Research is being done with lower carbohydrate diets and illness, and one such study indicates that a ketogenic diet can help with immune system function. (1) This means that eating a diet that focuses on healthy fats, adequate-protein, and fewer grains and sugar could be beneficial to your immune health.
Here Are Foods To Avoid:
These foods are higher in an amino acid arginine which can perpetuate viral load (whereas lysine could suppress viral load). (2)
NUTS: Almonds and Almond Butter, Pecans, Walnuts, Peanuts and Peanut Butter, Cashews, Pistachios, Hazelnuts, Macadamia Nuts, Brazil Nuts
OTHER: Oatmeal, Pasteurized Dairy products, Sunflower seeds, Chocolate, Corn, Sesame Seeds, Onions, Brown Rice, Soybeans, Whole Wheat, and Millet.
White refined sugar should be avoided because it is inflammatory and depletes your B vitamins and minerals (which are essential for your immune system).
I did an anti-viral elimination diet and avoided all the foods in the previous paragraph for 3 weeks.
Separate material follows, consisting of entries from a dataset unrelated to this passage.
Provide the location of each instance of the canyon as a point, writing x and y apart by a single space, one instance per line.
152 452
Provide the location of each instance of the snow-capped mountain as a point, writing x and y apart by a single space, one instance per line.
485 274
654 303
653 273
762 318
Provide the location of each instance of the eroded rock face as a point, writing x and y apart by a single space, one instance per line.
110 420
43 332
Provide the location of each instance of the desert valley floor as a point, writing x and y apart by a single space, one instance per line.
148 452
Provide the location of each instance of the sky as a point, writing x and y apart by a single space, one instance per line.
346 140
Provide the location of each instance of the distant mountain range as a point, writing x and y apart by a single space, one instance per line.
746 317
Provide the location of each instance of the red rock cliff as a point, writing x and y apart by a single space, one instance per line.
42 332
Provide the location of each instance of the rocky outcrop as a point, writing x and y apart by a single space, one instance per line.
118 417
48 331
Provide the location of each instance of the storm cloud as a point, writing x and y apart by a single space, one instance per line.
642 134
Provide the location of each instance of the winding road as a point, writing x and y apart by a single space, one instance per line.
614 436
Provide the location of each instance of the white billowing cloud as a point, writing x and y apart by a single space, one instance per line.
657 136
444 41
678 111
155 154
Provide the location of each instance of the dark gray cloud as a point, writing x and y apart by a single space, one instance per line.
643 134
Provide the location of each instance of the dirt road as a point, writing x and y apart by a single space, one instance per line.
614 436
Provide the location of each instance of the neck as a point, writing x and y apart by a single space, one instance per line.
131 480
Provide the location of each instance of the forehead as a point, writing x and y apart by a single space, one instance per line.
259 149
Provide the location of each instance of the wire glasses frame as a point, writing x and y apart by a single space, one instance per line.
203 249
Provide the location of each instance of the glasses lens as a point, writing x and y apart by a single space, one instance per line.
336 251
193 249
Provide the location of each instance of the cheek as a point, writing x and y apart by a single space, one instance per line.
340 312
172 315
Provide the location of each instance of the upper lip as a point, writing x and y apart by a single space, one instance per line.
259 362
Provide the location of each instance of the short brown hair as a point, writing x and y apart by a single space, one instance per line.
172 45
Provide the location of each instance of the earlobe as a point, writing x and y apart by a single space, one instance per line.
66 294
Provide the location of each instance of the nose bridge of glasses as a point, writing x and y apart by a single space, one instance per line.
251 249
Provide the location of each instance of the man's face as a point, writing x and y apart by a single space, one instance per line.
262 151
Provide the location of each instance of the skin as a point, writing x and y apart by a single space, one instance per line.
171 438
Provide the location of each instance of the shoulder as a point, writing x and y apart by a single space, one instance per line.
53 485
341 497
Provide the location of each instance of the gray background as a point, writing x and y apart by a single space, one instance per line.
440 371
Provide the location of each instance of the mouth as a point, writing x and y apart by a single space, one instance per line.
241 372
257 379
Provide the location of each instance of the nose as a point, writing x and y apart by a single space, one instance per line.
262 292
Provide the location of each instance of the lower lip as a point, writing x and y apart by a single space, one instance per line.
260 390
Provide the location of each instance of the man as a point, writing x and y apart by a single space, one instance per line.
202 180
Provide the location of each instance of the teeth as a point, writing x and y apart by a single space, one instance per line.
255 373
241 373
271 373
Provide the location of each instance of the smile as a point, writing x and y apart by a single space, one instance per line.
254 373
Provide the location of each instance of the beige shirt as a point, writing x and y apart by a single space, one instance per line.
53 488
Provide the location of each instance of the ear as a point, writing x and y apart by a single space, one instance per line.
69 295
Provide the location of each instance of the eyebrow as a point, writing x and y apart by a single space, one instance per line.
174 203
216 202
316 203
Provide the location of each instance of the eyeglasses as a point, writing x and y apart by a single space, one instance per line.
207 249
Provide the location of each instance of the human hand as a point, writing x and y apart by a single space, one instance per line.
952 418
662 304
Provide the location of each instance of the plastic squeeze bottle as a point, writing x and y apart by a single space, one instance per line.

With slow reintroduction, I learned what each specific foods did to my body. Almonds caused an upset stomach. Peanuts or peanut butter created cold sores. Oatmeal caused a headache. Now I know what to avoid for myself. You can discover this, too.
Foods Strengthen Your Immune System:
The following anti-viral foods and herbs can generally strengthen your immune system. Most of these have high Vitamin A, B Vitamins, Vitamin C, and mineral content.
A healthy habit that supports your immune system is regular consumption of bone broth.
Almost every culture has made use of bones in cooking to get the nutritional benefits as well as to make the most out of precious resources.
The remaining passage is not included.